Mungkin kejadian yang dialami Kerel adalah pelajaran yang sangat berharga bagi keluarga Tris. Hikmah baik yang dapat diambil bagi keluarga Tris adalah keluarga Tris menjadi lebih sigap dan cepat dalam mengobati Tris. Dalam kurun waktu hampir satu tahun, secara intensif keluarga Tris membawa dia untuk selalu chek up ke RS. Dan dalam kurun waktu kurang lebih dari satu tahun itulah kondisi kesehatan Tris bagaikan sebuah yoyo.
Kurang lebih satu bulan Tris dirawat di RS. Tris pun kembali ke rumah. Terlihat kondisi Tris sudah mulai membaik. Badannya menjadi agak gemuk dan dia pun mulai berjalan-jalan keluar rumahnya. Suatu ketika pernah dia terlihat begitu lahapnya menyantap siomay didepan rumahnya ditemani oleh istri tercintanya.
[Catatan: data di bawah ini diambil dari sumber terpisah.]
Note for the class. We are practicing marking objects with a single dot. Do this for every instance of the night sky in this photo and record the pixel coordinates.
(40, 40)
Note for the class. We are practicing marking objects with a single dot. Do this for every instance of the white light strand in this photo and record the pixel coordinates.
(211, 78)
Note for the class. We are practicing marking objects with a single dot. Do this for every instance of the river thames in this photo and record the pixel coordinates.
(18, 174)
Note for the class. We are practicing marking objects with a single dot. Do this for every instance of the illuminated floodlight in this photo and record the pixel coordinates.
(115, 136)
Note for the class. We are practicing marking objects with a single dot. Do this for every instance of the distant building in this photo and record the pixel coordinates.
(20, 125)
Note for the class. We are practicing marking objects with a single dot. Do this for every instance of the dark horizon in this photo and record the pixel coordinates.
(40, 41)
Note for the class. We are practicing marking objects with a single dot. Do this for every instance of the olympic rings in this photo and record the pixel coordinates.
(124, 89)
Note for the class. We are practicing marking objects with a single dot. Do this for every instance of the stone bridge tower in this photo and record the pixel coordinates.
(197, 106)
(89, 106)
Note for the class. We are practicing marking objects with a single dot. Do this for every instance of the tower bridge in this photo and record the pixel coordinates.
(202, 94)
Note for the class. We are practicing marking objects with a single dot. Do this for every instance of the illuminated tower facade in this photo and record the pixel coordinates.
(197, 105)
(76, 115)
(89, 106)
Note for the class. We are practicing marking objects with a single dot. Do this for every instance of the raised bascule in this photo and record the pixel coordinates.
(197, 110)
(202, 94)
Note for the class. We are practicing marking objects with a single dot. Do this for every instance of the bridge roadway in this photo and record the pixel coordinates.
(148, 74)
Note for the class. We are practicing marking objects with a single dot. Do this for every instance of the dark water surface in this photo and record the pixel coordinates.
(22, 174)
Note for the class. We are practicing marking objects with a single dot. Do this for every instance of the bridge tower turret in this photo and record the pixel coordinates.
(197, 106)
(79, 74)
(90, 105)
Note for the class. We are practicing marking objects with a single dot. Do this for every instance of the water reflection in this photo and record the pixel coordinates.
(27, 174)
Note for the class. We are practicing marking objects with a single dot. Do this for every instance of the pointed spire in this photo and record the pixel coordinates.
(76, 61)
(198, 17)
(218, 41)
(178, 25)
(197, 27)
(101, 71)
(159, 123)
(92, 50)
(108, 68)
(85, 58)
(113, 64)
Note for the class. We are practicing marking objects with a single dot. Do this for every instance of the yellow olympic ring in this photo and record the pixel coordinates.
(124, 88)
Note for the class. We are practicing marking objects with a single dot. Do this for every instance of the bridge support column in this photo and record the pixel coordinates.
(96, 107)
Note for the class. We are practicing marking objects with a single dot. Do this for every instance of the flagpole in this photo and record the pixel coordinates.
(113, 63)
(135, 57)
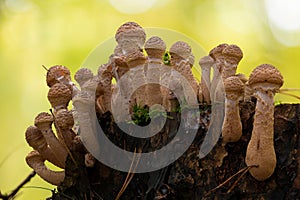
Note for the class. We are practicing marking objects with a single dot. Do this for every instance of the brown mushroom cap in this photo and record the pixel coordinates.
(59, 96)
(83, 75)
(266, 73)
(232, 54)
(131, 31)
(135, 58)
(155, 47)
(55, 73)
(36, 162)
(233, 84)
(35, 138)
(64, 119)
(206, 61)
(216, 53)
(43, 121)
(181, 49)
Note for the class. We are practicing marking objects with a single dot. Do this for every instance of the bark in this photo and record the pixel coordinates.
(190, 177)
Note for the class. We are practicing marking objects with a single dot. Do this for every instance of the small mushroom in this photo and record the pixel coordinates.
(206, 63)
(155, 48)
(182, 60)
(65, 122)
(36, 162)
(232, 126)
(44, 122)
(83, 75)
(130, 37)
(59, 96)
(58, 74)
(36, 140)
(265, 80)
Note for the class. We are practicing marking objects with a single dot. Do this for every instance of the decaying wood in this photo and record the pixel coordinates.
(190, 177)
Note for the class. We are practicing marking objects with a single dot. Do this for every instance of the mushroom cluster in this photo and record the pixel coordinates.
(142, 60)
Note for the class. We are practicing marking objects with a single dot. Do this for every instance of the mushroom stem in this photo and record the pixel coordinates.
(265, 80)
(261, 144)
(36, 140)
(232, 126)
(36, 162)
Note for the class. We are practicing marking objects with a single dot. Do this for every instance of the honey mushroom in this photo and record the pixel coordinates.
(155, 48)
(36, 140)
(232, 126)
(43, 122)
(60, 74)
(182, 61)
(36, 161)
(205, 63)
(265, 80)
(59, 97)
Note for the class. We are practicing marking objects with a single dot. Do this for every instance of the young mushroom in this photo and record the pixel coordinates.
(155, 48)
(59, 96)
(232, 126)
(36, 162)
(205, 63)
(44, 122)
(36, 140)
(265, 80)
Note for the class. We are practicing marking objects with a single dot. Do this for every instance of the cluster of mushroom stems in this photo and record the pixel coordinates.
(148, 67)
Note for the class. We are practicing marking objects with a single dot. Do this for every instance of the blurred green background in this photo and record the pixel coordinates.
(35, 33)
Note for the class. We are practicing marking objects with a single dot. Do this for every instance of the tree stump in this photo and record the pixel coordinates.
(190, 177)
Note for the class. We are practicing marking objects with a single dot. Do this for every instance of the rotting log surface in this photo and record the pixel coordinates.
(189, 177)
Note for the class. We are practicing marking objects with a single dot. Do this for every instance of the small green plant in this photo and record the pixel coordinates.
(166, 58)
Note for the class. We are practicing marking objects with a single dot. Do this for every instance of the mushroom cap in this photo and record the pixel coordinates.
(82, 75)
(216, 53)
(234, 85)
(130, 31)
(59, 96)
(135, 58)
(181, 49)
(242, 77)
(64, 119)
(43, 121)
(35, 138)
(266, 73)
(232, 54)
(55, 73)
(206, 61)
(155, 47)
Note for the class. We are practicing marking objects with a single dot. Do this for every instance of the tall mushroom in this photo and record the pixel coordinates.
(232, 126)
(36, 162)
(265, 80)
(155, 48)
(205, 63)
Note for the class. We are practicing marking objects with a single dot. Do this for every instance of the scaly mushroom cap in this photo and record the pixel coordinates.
(59, 96)
(43, 121)
(216, 53)
(266, 73)
(131, 34)
(83, 75)
(206, 61)
(242, 77)
(36, 162)
(56, 73)
(234, 85)
(181, 51)
(232, 54)
(135, 58)
(35, 138)
(155, 47)
(64, 119)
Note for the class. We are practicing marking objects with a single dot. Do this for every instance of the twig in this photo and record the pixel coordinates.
(16, 190)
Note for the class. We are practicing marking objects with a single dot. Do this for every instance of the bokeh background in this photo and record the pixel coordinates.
(35, 33)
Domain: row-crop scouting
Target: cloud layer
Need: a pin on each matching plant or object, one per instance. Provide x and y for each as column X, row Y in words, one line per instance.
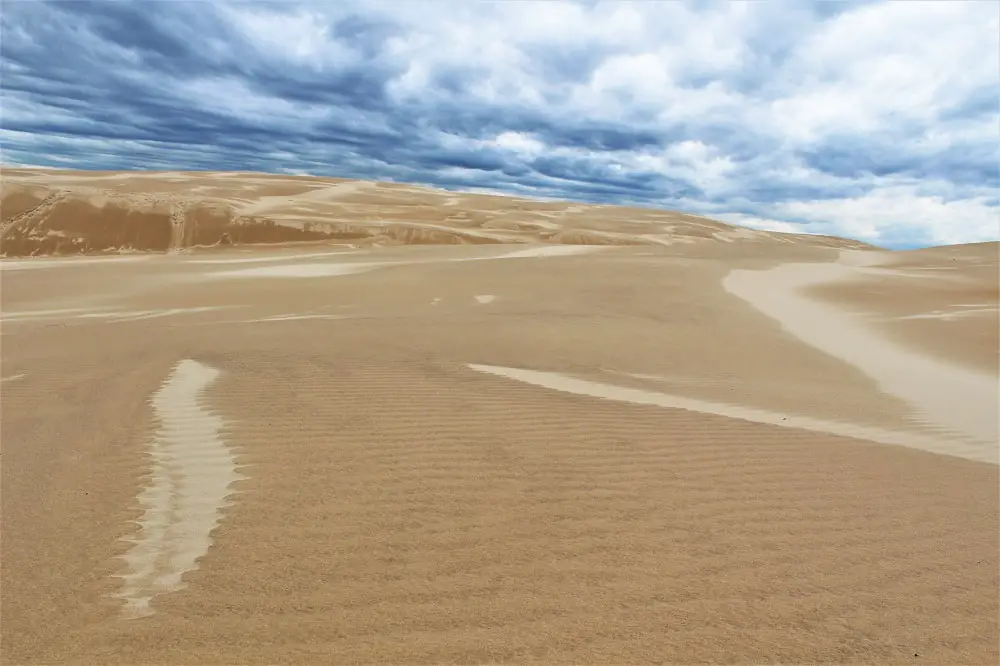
column 877, row 121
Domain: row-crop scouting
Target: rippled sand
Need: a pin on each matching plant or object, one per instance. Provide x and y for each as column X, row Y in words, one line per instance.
column 715, row 452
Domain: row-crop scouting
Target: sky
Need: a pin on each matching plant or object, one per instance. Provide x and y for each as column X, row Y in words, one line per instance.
column 878, row 121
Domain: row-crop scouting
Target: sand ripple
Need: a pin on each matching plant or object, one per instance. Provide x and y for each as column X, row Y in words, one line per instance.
column 193, row 470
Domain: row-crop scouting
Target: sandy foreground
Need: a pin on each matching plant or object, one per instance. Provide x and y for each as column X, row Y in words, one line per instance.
column 711, row 451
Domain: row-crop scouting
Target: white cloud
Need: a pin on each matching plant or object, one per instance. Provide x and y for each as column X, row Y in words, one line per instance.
column 877, row 120
column 900, row 213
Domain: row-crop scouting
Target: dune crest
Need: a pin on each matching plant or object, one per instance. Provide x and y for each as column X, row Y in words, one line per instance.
column 72, row 212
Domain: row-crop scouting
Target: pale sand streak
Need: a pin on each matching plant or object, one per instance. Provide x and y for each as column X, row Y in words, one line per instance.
column 193, row 470
column 70, row 262
column 960, row 400
column 953, row 446
column 332, row 269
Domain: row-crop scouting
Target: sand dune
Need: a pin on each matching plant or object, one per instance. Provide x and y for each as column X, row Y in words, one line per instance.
column 740, row 449
column 64, row 212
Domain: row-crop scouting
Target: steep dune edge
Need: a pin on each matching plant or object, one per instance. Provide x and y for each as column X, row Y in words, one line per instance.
column 50, row 212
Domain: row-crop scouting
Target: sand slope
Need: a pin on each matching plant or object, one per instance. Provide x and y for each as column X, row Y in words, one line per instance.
column 494, row 453
column 72, row 212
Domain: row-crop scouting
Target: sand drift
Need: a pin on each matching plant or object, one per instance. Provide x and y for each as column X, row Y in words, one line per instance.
column 963, row 402
column 193, row 470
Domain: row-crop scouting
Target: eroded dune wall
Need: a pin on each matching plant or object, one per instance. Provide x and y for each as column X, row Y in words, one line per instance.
column 46, row 212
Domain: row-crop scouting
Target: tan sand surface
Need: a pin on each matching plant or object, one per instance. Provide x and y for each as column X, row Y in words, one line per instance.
column 486, row 453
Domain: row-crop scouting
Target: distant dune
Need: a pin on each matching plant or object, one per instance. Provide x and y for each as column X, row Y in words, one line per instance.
column 299, row 420
column 47, row 212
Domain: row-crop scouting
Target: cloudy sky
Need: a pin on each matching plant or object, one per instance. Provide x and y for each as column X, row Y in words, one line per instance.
column 873, row 120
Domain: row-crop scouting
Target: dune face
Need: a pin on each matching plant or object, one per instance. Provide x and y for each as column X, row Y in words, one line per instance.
column 738, row 449
column 58, row 212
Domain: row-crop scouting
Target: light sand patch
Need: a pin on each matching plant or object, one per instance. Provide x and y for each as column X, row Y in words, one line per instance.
column 548, row 251
column 295, row 317
column 298, row 271
column 72, row 262
column 316, row 270
column 28, row 315
column 956, row 398
column 264, row 259
column 947, row 315
column 952, row 446
column 193, row 470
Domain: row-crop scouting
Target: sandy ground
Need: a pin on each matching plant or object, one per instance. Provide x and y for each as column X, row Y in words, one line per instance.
column 709, row 452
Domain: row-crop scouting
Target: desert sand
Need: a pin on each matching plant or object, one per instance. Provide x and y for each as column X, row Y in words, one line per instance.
column 290, row 420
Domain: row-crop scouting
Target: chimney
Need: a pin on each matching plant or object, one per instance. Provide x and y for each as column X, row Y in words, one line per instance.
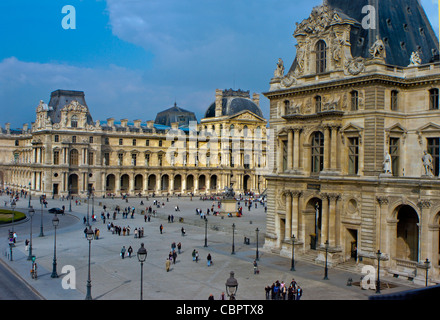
column 137, row 123
column 110, row 122
column 218, row 102
column 256, row 99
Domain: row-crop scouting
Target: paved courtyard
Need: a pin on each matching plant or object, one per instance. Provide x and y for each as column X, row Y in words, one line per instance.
column 114, row 278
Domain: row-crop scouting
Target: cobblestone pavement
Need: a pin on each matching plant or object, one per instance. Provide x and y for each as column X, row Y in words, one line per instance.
column 115, row 278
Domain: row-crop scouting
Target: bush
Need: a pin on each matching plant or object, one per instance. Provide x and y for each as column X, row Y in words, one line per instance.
column 6, row 216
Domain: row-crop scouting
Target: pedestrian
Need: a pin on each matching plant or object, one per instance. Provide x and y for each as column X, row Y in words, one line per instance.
column 255, row 267
column 298, row 293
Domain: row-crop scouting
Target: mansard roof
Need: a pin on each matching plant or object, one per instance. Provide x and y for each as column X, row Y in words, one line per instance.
column 401, row 24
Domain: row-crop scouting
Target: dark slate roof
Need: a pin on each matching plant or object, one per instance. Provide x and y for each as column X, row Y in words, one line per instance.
column 402, row 25
column 175, row 114
column 60, row 98
column 234, row 102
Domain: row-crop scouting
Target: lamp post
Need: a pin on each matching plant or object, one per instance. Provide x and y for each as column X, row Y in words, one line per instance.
column 13, row 216
column 233, row 238
column 31, row 214
column 206, row 232
column 41, row 224
column 427, row 266
column 142, row 256
column 231, row 286
column 30, row 196
column 89, row 234
column 292, row 268
column 326, row 267
column 55, row 222
column 70, row 197
column 257, row 254
column 378, row 271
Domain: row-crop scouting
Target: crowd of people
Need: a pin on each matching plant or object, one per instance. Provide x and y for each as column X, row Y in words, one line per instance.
column 280, row 291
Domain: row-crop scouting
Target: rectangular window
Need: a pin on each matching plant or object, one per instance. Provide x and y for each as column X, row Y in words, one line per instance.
column 353, row 155
column 433, row 99
column 394, row 100
column 90, row 159
column 395, row 155
column 106, row 159
column 120, row 159
column 56, row 157
column 433, row 150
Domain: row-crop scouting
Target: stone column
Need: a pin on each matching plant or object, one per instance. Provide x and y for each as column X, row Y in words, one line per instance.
column 288, row 232
column 334, row 149
column 383, row 244
column 324, row 220
column 289, row 150
column 424, row 245
column 296, row 149
column 326, row 148
column 332, row 227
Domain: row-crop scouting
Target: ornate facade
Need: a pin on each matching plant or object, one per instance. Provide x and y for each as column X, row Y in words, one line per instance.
column 357, row 124
column 65, row 152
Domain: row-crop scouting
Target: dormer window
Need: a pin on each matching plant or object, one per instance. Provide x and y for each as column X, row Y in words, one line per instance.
column 321, row 56
column 74, row 121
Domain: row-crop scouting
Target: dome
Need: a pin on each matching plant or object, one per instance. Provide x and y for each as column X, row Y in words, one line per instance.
column 175, row 114
column 234, row 102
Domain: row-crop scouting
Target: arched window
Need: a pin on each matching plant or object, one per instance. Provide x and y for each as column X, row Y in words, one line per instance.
column 433, row 99
column 317, row 152
column 74, row 157
column 74, row 121
column 354, row 100
column 318, row 102
column 321, row 56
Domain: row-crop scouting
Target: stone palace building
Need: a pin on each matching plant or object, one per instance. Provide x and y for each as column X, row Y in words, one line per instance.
column 356, row 120
column 65, row 152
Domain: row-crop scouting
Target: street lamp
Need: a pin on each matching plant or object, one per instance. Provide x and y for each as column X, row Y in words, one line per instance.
column 30, row 196
column 89, row 235
column 292, row 268
column 233, row 235
column 31, row 214
column 55, row 222
column 231, row 286
column 206, row 232
column 326, row 267
column 70, row 197
column 142, row 256
column 427, row 266
column 257, row 255
column 41, row 225
column 13, row 216
column 378, row 271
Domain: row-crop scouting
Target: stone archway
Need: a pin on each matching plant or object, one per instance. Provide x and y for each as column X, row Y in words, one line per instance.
column 110, row 183
column 73, row 183
column 407, row 233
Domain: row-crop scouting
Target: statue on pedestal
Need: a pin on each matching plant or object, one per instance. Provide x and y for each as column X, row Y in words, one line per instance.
column 427, row 163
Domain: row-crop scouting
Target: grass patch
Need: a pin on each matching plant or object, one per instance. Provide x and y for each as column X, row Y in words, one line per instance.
column 6, row 216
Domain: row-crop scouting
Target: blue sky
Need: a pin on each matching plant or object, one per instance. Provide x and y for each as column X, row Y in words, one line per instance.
column 134, row 58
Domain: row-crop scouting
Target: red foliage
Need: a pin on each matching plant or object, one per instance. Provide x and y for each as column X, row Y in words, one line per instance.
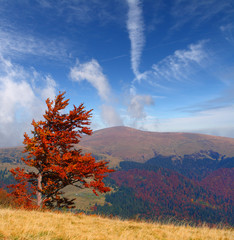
column 51, row 151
Kala itu kulihat betapa bahagianya mereka. Kebahagiaan yang tidak dapat kurasakan dengan Kerel. Sejujurnya dalam hati kecilku sedikit kecewa. Bukan kecewa karena melihat kebahagiaan mereka. Tetapi aku kecewa akan keadilan Tuhan. Mengapa Tris bisa sembuh sedangkan Kerel tidak? Padahal mereka sama-sama pernah mengalami kondisi yang sama. Tapi ternyata aku salah besar. Bagaikan sebuah yoyo tadi, kondisi baik Tris pun tidak berlangsung lama. Berangsur-angsur kondisi Tris mengalami penurunan hingga akhirnya Tris pun meninggal dunia.
Ternyata Tuhan maha adil. Istri Tris pun harus mengalami rasa sakit yang sangat perih dan kesedihan yang amat sangat dalam seperti yang pernah aku rasakan. Karena akhirnya Tris pun menyusul Kerel dalam kurun waktu kurang lebih satu tahun setelah Kerel pergi mendahuluinya.
Sudah dapat dipastikan bagaimana sedihnya istri Tris karena ditinggal oleh suami yang sangat dia cintai. Hal yang sama yang pernah aku rasakan sebelumnya. Dan bagaikan persahabatan yang sejati, Kerel dan teman-temannya pun kini telah berkumpul kembali di alam mereka yang baru. Alam yang lebih abadi. Apakah ini akhir dari sebuah persahabatan yang sejati? Entahlah. Yang jelas mungkin ini adalah jalan yang terbaik bagi mereka. Setidaknya mereka tak perlu lagi merasakan sakit. Mungkin dengan adanya kejadian ini, banyak hikmah yang dapat kita ambil. Setidaknya bagi kita yang ditinggalkan untuk menyelamatkan generasi penerus kita.